Verkehrte Welt: Während in Barcelona eine Million Katalanen lautstark die Unabhängigkeit fordert, träumen die Italiener von der Rückkehr zum Zentralstaat. Die ausufernden Skandale in den Regionalparlamenten haben Autonomie und Föderalismus zu Reizworten degradiert. Die Regierung will nun die Gunst der Stunde zur Rücknahme der Verfassungsreform von 2001 nutzen, mit der die Regierung von Giuliano Amato damals der sezessionistischen Lega Nord den Wind aus den Segeln nehmen wollte.
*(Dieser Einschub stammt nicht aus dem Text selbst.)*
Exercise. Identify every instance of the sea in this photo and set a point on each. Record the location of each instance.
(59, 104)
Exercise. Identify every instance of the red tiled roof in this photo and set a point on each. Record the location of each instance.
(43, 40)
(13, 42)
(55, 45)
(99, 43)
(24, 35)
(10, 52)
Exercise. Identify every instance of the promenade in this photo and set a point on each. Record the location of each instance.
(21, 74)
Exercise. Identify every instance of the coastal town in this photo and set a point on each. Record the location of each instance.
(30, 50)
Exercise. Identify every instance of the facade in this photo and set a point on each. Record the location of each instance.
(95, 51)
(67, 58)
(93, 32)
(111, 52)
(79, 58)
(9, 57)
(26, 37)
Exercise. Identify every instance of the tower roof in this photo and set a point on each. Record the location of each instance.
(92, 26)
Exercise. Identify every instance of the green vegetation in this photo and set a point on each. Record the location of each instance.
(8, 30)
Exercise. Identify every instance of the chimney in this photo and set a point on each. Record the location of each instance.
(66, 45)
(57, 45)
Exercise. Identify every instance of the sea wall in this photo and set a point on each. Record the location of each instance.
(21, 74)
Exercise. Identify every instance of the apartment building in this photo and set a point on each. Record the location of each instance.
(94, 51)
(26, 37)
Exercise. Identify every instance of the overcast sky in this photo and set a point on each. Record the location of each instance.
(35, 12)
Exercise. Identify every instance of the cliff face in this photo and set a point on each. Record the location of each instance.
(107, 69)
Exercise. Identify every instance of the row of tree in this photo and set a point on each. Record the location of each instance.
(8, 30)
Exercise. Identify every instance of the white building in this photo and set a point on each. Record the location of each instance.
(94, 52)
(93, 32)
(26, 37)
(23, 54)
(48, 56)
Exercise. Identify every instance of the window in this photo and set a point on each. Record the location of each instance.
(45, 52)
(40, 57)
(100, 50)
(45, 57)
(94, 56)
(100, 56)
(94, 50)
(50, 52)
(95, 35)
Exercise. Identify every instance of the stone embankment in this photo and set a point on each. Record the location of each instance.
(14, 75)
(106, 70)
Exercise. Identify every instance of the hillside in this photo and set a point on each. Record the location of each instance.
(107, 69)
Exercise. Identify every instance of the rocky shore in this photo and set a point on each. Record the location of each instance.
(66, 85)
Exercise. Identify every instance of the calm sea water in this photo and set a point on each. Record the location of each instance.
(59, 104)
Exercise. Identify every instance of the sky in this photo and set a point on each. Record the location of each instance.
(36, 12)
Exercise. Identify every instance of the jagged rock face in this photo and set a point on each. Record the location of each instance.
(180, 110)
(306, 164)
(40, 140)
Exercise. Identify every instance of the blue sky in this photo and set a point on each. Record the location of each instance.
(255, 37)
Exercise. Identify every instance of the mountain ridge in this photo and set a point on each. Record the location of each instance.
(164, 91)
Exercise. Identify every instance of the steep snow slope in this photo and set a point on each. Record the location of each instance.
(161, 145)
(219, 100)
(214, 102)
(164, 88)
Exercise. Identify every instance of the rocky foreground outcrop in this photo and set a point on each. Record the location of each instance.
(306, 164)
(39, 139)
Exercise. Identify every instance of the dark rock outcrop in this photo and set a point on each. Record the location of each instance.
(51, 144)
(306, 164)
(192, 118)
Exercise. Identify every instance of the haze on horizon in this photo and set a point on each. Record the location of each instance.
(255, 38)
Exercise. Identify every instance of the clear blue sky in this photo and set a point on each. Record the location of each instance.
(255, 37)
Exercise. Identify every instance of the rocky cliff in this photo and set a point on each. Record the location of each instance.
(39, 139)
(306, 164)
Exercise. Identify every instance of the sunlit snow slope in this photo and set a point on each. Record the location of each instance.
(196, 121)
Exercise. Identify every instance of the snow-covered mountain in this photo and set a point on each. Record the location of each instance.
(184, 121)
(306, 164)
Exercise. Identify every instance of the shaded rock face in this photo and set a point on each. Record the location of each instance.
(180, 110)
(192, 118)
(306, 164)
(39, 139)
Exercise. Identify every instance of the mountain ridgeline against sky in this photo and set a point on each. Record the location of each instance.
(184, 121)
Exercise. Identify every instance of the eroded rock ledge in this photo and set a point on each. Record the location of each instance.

Die Reform gewährte den Regionen große Freiheiten. Rasch verfügten sie über größere Macht als der Zentralstaat, konnten Vertretungen im Ausland eröffnen und internationale Abkommen unterzeichnen. In vielen Regionen hielten Nepotismus und Verschwendung Einzug. Besonders im Süden gebärdeten sich etliche Gouverneure wie Satrapen und umgaben sich mit einem Heer von Beratern.

Fast ungehindert konnten Regionen wie Sizilien mit beispielloser Klientelwirtschaft einen Schuldenberg von fünf Milliarden anhäufen.

Der Wildwuchs sorgte für krasse Unterschiede: Obwohl die Lombardei doppelt so viele Einwohner hat wie Sizilien, verfügt das Inselparlament über die meisten Volksvertreter. Und die Gouverneure von Sizilien und Sardinien verdienen mehr als etwa US-Präsident Barack Obama.

Reform der Reform

Nun hat die Regierung drastische Maßnahmen beschlossen: Die Zahl der Abgeordneten wird reduziert, die Gehälter jenen der Toskana angepasst, wo die Deputierten mit 4800 Euro am wenigsten verdienen. Zwingen kann die Regierung die Regionalräte freilich nicht, weil ihr dazu die Befugnis fehlt. Sie müssen die Kürzungen selbst beschließen - doch unter dem Druck der Skandale hat sich die Konferenz der Regionen bereits darauf geeinigt.

Am Dienstag verabschiedete der Ministerrat die Verfassungsreform im Eiltempo. Damit sie wirksam wird, benötigt sie allerdings die Zweidrittelmehrheit des Parlaments. Gelingt das Hasardspiel, könnte auch der bisher unantastbare Sonderstatus Siziliens und Südtirols zur Diskussion stehen.

Dementsprechend sieht die Südtiroler Landesregierung bereits harte Zeiten auf sich zukommen. Sie will vorerst zwei Dekrete der Regierung von Mario Monti vor dem Verfassungsgerichtshof anfechten, weil die autonomen Zuständigkeiten beschnitten worden seien, wetterte kürzlich Landeshauptmann Luis Durnwalder. Der SVP-Politiker war Ende September in Wien, um sich nochmals der Schutzmachtfunktion Österreichs zu versichern, sollte Rom bei Plänen zur Beschneidung der Autonomie tatsächlich Ernst machen. (mu, DER STANDARD, 10.10.2012)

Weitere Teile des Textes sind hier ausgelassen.